Dès lors, viole cet article la cour d'appel qui, pour condamner le passager d'un véhicule à garantir le conducteur de ce dernier et son assureur des sommes allouées à la victime d'un accident de la circulation, retient que ces derniers disposent d'un recours subrogatoire à raison de la faute personnelle qu'il a commise en étendant le bras en dehors de l'habitacle, fondé sur le droit de la responsabilité civile, alors que cet assureur, légalement tenu de garantir la responsabilité civile des passagers du véhicule, ne pouvait pas exercer de recours subrogatoire à l'encontre de ce passager qui était également son assuré.

 

Commentaire :

En application de l’article L. 211-1, alinéa 2, du code des assurances, l’assureur automobile qui garantit la responsabilité civile du conducteur doit également couvrir la responsabilité civile que sont susceptibles d’engager les passagers du véhicule, objet de l'assurance.

Par un arrêt ancien (2e Civ., 3 février 2005, pourvoi n° 04-10.342, publié), la Cour de cassation avait jugé que «la qualité de victime d'un accident de la circulation ne peut exonérer celle-ci de sa responsabilité encourue à l'égard d'autres victimes. Par suite, viole l'article 1382 du Code civil, une cour d'appel qui déboute une société d'assurances, ayant indemnisé les passagers d'un véhicule impliqué dans un accident de la circulation, de son action récursoire en contribution à la dette exercée contre un tiers, passager transporté, lui-même victime de l'accident, en invoquant sa faute personnelle» (sommaire).

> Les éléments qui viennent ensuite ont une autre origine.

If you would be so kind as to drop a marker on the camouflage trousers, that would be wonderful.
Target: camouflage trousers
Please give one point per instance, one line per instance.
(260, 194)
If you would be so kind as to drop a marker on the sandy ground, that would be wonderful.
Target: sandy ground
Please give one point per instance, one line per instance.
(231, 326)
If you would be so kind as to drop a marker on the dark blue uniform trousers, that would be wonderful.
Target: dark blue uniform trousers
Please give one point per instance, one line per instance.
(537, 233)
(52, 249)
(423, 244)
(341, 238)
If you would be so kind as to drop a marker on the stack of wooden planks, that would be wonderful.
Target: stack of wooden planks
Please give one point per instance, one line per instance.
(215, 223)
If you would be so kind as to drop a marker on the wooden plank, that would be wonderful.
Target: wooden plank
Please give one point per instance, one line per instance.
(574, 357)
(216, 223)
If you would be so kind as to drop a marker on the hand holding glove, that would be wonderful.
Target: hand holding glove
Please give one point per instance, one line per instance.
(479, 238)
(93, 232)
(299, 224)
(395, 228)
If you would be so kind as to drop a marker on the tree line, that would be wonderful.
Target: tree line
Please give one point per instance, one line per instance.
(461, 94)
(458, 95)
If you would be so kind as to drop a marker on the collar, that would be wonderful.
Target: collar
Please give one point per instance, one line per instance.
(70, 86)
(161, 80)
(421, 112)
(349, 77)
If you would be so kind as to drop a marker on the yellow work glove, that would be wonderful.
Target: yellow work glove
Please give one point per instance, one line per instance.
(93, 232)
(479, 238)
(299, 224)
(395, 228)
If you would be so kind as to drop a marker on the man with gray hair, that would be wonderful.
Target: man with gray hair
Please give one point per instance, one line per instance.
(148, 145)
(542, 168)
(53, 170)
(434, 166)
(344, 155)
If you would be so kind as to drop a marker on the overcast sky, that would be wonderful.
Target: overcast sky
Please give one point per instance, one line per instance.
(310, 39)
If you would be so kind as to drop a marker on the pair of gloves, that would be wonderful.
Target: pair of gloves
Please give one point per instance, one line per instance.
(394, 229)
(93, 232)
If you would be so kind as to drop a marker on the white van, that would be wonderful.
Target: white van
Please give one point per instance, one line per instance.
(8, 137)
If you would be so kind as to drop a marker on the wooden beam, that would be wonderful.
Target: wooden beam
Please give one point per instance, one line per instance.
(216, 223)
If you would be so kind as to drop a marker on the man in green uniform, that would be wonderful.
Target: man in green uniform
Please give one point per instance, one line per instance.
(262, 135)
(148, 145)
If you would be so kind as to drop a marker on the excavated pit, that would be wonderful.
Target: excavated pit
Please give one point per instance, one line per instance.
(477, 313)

Cependant, dans cette dernière affaire, la problématique de la garantie que l’assureur devait au passager fautif, à l’encontre duquel il exerçait son recours subrogatoire, n’avait pas été posée.

L’arrêt commenté vient, pour la première fois, préciser que l’assureur du véhicule objet de l’assurance ne peut pas exercer de recours subrogatoire à l’encontre du passager de ce véhicule, car ce dernier est également son assuré.

Cette solution se justifie par deux considérations.

En premier lieu, l’article L. 211-1, en son alinéa 3, n’octroie à l’assureur un recours subrogatoire qu’à l’encontre du responsable de l'accident lorsque la garde ou la conduite du véhicule a été obtenue contre le gré du propriétaire.   

En second lieu, il est de principe qu’un assureur ne peut pas recourir contre l’assuré qu’il doit garantir.

Les articles L. 121-2 et L. 121-12 alinéa 3 du code des assurances, notamment, illustrent ce principe, puisque l’assureur, garant des pertes et dommages causés par les personnes dont l'assuré est civilement responsable en vertu de l'article 1242 du code civil, ne dispose d’aucun recours contre elles sauf «malveillance commise par une de ces personnes».